The Highland Games at St Andrews, Scotland

Highland Games festivals are popular in North America, where many people of Scottish descent live. But they’re even more popular in their home country of Scotland. There’s a boisterous simplicity to them that shows how even the most dour of Scots can forget their troubles for an afternoon and throw a really good party.

The St Andrews Highland Games always come on the last Sunday in July (July 25 this year) and they always take place in a field in North Haugh, on the northwest edge of town. People come from all over Fife to see them, even though they are only one of a whole series of Highland Games in the area and Fife is technically the Lowlands not the Highlands. The hours generally run from 11am to 5pm, though some competitions start earlier than 11 and people may linger later than 5.

At their heart, the Highland Games focus on a series of contests of skill, strength, speed and endurance. The layout is centered on a grassy field where the contests occur. These include foot races, bicycle races and more exotic sports like caber tossing. For those who don’t know what a caber is, it’s a very long log that you have to pick up by one end, balance vertically and toss as far as you can. It’s a bit like javelin-throwing for the Flintstones.

There are two other major competitions-bagpipes and Highland dancing. The bagpipes judges are set up in the southwestern corner of the field in the shade of the trees. Young pipers enter the ring and stand before the judges. They first run through scales and then perform a piece that they have practiced. Pipes take a bit of warming up, so you can always hear someone tuning or practicing under the trees before his exam.

The Highland dancing occurs on an elevated wooden stage. Young girls in various age classes dance the same choreographed Highland flings as a group.
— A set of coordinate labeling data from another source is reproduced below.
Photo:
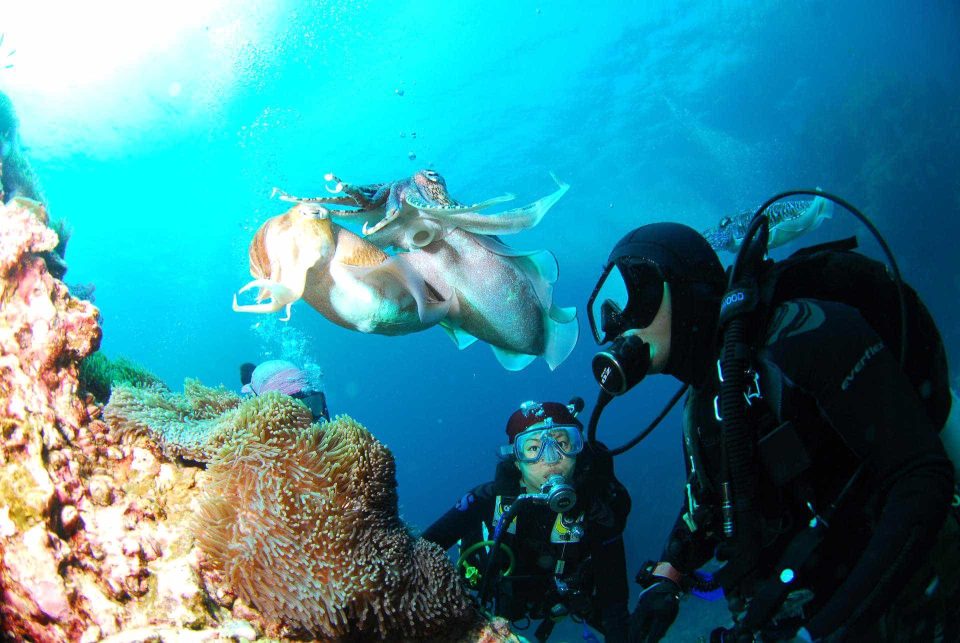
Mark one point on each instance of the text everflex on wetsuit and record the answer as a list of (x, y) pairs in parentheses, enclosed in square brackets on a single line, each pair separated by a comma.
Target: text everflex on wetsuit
[(824, 368)]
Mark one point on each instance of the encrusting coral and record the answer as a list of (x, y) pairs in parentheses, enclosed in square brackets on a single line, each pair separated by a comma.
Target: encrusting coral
[(104, 535), (44, 332)]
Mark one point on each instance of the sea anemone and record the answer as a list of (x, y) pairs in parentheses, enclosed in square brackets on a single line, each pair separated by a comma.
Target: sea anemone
[(302, 521)]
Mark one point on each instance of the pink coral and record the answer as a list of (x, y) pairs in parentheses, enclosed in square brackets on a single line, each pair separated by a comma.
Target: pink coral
[(44, 332)]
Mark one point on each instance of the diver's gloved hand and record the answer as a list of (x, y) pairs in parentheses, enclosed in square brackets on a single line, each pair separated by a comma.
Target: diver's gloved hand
[(616, 622), (656, 611)]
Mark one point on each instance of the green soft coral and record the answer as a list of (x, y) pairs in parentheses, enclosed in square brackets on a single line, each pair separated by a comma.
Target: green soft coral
[(193, 424), (99, 375)]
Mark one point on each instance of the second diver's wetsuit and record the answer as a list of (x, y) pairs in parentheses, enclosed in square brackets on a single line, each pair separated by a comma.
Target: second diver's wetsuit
[(825, 369), (557, 567)]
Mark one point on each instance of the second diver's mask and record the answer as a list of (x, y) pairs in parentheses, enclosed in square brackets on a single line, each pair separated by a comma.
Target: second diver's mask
[(548, 443), (627, 296)]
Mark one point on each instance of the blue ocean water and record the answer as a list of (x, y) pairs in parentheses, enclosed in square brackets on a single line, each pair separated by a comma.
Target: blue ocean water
[(159, 132)]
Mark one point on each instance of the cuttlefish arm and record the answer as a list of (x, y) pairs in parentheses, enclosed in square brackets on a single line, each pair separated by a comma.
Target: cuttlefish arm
[(508, 222), (280, 297), (792, 219)]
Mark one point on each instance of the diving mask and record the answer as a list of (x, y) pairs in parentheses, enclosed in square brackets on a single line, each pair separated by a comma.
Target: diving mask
[(628, 295), (547, 443)]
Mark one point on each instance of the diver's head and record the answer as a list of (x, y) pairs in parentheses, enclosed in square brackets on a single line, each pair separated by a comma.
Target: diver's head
[(657, 301), (246, 372), (545, 438)]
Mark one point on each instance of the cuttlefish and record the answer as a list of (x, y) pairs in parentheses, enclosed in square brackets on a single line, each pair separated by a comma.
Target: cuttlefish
[(504, 296), (303, 254), (788, 220)]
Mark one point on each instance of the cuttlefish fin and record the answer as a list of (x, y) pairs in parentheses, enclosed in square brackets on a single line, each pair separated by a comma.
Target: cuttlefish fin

In conservative Scotland, pipers are usually boys and dancers are usually girls, but this is slowly changing.

Both the dancers and the pipers wear colorful Highland tartan outfits based on their clan affiliation. It is a major social faux pas to wear a clan tartan that is not your own, since tartan is socially recognized formal wear in Scotland, particularly for men. Scottish men wear kilts to functions (like weddings and funerals) that would require black tie. Both Highland and Lowland clans now have tartan (though it originally began as a Highland custom).

The Scots take their tartan and clan affiliations extremely seriously, more so than outsiders might realize. Some Campbells and MacDonalds, for example, still do not speak to each other three and a half centuries after the massacre at Glencoe. Further, if you go to the Rob Roy Visitor’s Center in Callander, you may notice that in the well-stocked gift shop, including many items in a variety of tartans, anything related to the Campbells will be conspicuously absent.

Around the competition field and inside the piping and dancing competitions runs a horseshoe of booths. These include a variety of Scottish-themed food and drink, crafts, clothing and local music for sale. There is, of course, the obligatory beer tent, this being a summer fair and in Britain. But this being Scotland, you’ll also find a booth selling single-malt and blended whiskey and whisky liqueurs, with enough free samples to get a non-alcoholic pleasantly buzzed. You can also find whisky fudge, hard candies, smoked fish on an open fire, ice cream and the usual chips and whatever.

Prices are decent and you can get in for free after 3pm. Even though people come from all over the world, the Games are set up with locals in mind. Since the Scottish economy is in lousy shape, a lot of people can’t and won’t pay much for a day’s outing.

So, if you ever get a chance to be in St Andrews on the last Sunday of July, head on over to the Highland Games and check it out.